Let d be the depth of recursion starting at one d = 1.

Let S be an integer for which we want to check if it can be expressed as a sum of two or more consecutive positive integers.

Let the result set R be an ordered list that starts as empty.

Step 1: If S = 1 then exit concluding S cannot be a sum of consecutive positive integers.

Step 2: If S is even then halve it S := S/2; Increment depth d := d + 2; and go back to step 1.

Step 3: Insert (S – d)/2 at the head the result set R.

Append (S + d)/2 at the end of the result set R.

Decrement depth d := d – 2.

If d > 0, repeat from step 3.

Step 4: The result set R now contains the list of consecutive integers we wanted.

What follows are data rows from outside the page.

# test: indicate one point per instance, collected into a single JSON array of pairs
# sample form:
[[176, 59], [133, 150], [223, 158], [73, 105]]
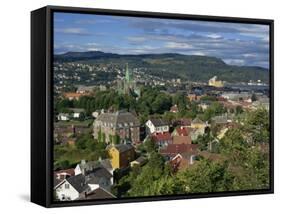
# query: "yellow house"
[[198, 124], [216, 83], [121, 155]]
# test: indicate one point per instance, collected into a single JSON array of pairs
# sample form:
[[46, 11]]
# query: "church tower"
[[128, 75]]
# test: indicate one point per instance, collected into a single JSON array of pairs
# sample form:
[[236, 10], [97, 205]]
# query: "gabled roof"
[[100, 172], [69, 172], [197, 120], [159, 122], [179, 148], [98, 193], [162, 136], [90, 165], [182, 139], [119, 119], [122, 147], [182, 131], [78, 182]]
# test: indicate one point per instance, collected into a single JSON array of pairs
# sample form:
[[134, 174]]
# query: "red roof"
[[178, 162], [162, 136], [174, 109], [182, 139], [182, 131], [179, 148], [69, 172]]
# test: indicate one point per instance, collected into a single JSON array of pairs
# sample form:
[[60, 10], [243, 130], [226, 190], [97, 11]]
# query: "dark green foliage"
[[205, 177]]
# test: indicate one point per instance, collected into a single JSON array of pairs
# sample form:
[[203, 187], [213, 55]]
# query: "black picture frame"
[[41, 103]]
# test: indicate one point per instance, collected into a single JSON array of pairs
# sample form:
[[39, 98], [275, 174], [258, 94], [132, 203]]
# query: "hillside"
[[172, 65]]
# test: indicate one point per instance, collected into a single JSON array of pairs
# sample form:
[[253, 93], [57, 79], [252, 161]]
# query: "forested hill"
[[172, 65]]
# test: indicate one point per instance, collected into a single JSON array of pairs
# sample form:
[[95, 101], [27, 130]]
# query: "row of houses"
[[89, 180]]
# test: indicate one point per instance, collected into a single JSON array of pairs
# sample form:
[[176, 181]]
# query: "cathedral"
[[128, 85]]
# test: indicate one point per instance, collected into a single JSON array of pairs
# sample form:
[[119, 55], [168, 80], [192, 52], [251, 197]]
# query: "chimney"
[[192, 158]]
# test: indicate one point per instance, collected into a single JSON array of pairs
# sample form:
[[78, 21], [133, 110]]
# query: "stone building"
[[118, 127]]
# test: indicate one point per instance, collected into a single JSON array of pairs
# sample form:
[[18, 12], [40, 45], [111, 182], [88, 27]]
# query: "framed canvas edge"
[[49, 59]]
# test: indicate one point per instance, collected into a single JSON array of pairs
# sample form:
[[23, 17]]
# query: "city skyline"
[[236, 44]]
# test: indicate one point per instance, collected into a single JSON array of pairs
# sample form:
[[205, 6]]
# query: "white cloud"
[[74, 31]]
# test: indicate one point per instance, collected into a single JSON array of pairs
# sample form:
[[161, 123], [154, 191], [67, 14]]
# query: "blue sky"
[[237, 44]]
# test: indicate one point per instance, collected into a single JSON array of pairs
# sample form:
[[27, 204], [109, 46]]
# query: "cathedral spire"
[[128, 78]]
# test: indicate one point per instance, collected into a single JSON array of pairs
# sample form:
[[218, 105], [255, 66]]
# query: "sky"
[[235, 44]]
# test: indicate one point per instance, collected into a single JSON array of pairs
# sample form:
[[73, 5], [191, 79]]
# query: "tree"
[[206, 176]]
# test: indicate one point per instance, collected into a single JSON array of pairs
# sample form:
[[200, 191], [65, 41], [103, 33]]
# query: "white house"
[[156, 126], [76, 186], [63, 117], [71, 188]]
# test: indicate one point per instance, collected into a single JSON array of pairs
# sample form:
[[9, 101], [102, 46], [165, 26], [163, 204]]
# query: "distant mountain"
[[173, 65]]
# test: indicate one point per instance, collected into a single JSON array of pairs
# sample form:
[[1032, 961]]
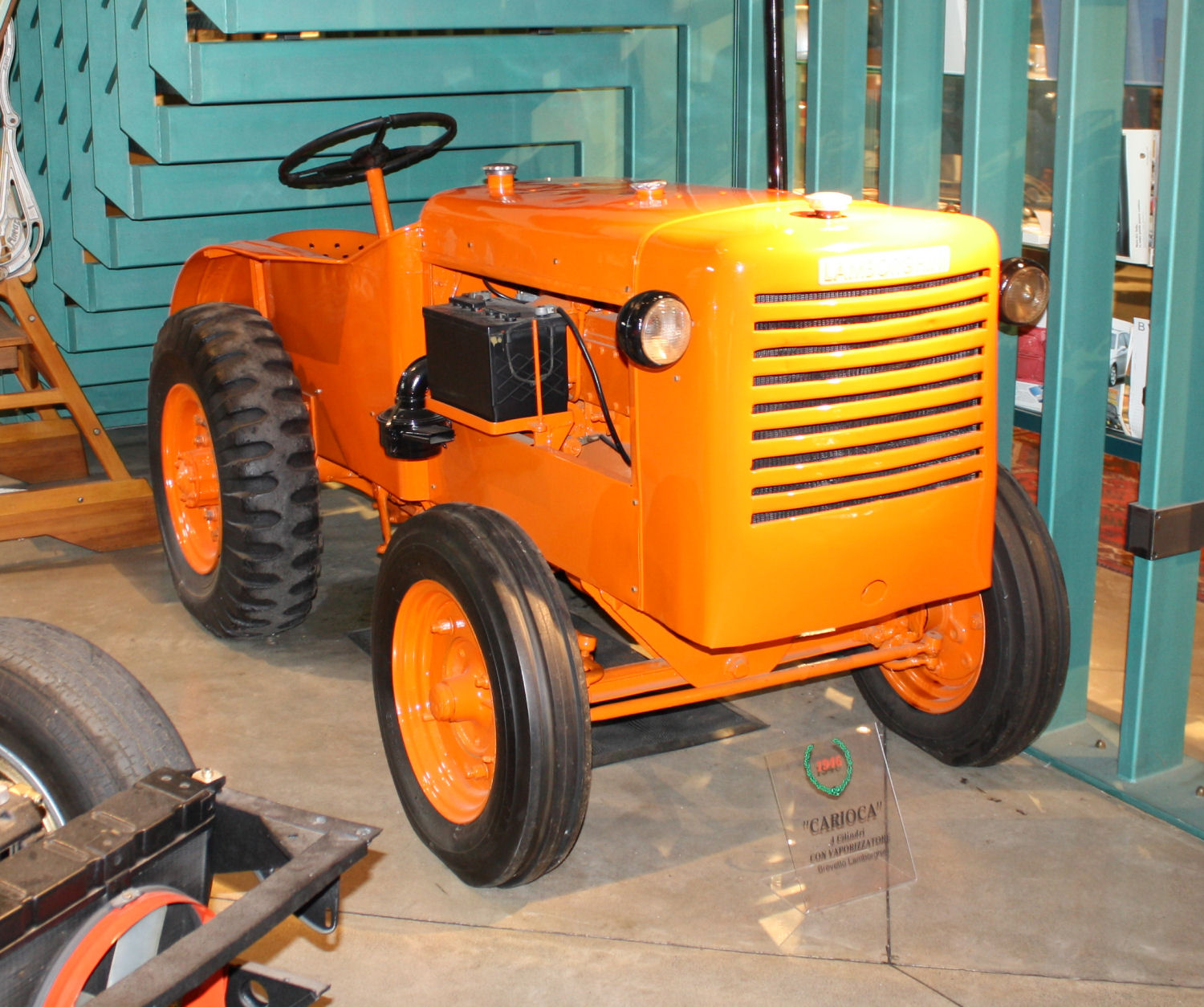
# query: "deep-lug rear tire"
[[1020, 648], [481, 695], [234, 471], [75, 725]]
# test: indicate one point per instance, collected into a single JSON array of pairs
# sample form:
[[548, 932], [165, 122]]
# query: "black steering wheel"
[[356, 169]]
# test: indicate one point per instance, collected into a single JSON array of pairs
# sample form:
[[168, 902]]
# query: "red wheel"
[[123, 935], [443, 700], [190, 479]]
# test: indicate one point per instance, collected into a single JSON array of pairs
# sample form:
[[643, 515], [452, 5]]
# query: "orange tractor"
[[750, 434]]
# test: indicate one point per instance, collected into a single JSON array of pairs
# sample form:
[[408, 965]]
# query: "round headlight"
[[1023, 292], [654, 329]]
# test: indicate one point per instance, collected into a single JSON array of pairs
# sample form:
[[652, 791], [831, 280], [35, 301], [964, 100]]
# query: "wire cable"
[[597, 383], [613, 442]]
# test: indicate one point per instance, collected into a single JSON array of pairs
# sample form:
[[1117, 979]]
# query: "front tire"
[[75, 725], [481, 695], [234, 471], [1004, 653]]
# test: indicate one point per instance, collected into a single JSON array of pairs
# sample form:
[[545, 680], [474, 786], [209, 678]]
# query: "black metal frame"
[[177, 830], [1155, 532]]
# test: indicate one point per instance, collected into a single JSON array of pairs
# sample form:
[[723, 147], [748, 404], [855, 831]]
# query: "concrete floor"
[[1032, 888]]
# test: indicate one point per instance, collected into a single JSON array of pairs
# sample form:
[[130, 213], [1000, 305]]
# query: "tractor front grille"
[[871, 399]]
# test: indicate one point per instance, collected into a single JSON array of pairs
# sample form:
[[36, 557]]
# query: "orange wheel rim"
[[190, 479], [445, 701], [946, 681], [67, 985]]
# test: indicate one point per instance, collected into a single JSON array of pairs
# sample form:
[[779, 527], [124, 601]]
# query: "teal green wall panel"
[[1083, 253], [909, 134], [1163, 614], [144, 146], [995, 127], [836, 96]]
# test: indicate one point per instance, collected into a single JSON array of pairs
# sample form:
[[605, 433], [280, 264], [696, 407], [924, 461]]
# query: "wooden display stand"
[[111, 513]]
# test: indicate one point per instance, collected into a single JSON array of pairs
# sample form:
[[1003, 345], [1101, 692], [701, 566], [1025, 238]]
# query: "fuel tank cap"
[[828, 205]]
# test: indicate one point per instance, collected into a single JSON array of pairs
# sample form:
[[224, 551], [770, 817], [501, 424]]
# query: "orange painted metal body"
[[820, 462]]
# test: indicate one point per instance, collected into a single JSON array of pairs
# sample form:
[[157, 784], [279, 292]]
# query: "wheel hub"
[[190, 479], [445, 701], [950, 641]]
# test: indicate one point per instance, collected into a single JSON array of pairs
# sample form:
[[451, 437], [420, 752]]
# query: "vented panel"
[[893, 394]]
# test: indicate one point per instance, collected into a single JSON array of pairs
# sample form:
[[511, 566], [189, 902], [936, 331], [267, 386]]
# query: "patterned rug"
[[1120, 489]]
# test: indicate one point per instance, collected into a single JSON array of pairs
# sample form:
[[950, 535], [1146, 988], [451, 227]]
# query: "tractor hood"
[[576, 236], [585, 238]]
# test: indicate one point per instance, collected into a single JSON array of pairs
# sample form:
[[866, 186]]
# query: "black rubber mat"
[[361, 638], [667, 730], [647, 734]]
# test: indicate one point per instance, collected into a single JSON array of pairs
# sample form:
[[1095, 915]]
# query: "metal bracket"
[[1156, 532], [250, 983]]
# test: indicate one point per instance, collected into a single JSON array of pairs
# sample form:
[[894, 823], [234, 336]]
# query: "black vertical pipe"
[[775, 93]]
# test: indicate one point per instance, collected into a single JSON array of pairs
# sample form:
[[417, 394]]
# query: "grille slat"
[[852, 347], [795, 512], [860, 320], [864, 397], [869, 421], [877, 474], [803, 458], [861, 292], [797, 377]]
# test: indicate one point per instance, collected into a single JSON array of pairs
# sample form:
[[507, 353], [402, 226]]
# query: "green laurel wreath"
[[836, 792]]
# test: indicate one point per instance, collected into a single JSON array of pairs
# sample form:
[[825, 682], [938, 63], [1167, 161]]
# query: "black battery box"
[[481, 357]]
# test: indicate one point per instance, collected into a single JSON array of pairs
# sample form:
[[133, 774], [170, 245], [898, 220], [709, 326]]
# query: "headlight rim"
[[628, 328], [1008, 270]]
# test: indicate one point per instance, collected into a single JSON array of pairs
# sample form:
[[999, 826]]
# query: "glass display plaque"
[[842, 821]]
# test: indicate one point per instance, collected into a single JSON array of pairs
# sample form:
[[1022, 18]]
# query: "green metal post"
[[909, 146], [836, 96], [1083, 252], [1157, 672], [994, 149]]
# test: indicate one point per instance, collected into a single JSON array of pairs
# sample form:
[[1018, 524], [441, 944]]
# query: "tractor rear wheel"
[[234, 472], [75, 725], [481, 695], [1002, 664]]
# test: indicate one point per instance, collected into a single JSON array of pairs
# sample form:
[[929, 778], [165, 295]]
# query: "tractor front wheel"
[[1002, 664], [481, 695], [234, 472]]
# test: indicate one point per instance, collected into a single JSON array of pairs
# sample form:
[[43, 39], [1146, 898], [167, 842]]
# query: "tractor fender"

The above algorithm can be run for every positive integer and only powers of two will exit at step 1.

What the algorithm does is basically extracting factors of two out of the number, then halving the remaining odd factor, which gives a midpoint for the series, and then building as many pairs of lowest and highest integers around that midpoint as needed.

I believe your algorithm is flawed.

For instance, begin at S = 60: d = 1; R = {}1: Continue (S = 6)2: S = 3; d = 33: R = {0, 3}; d = 13: R = {1, 0, 3, 2}end

Also, it only finds one solution, and to me implies that only one exists. There are many numbers for which there are multiple solutions (15 = 4 + 5 + 6 = 7 + 8).

Oh, you’re right. The depth was supposed to fan out exponentially, but now it only grows linearly… It’s a bug. The version in my head should still work, but yes, this version is flawed. Thanks for testing it! Let me go back fixing…

The fix is to at Step 2 increment d := (2 * d) + 1, instead of always adding 2. Decrement at step 3 remains the same. The “insert” should also happen in the middle of the result set, and the “append” to the tail-side of middle, for correct ordering. Then the solution otherwise works, but still does not observe the boundary conditions, so it could propose also zero or negative numbers.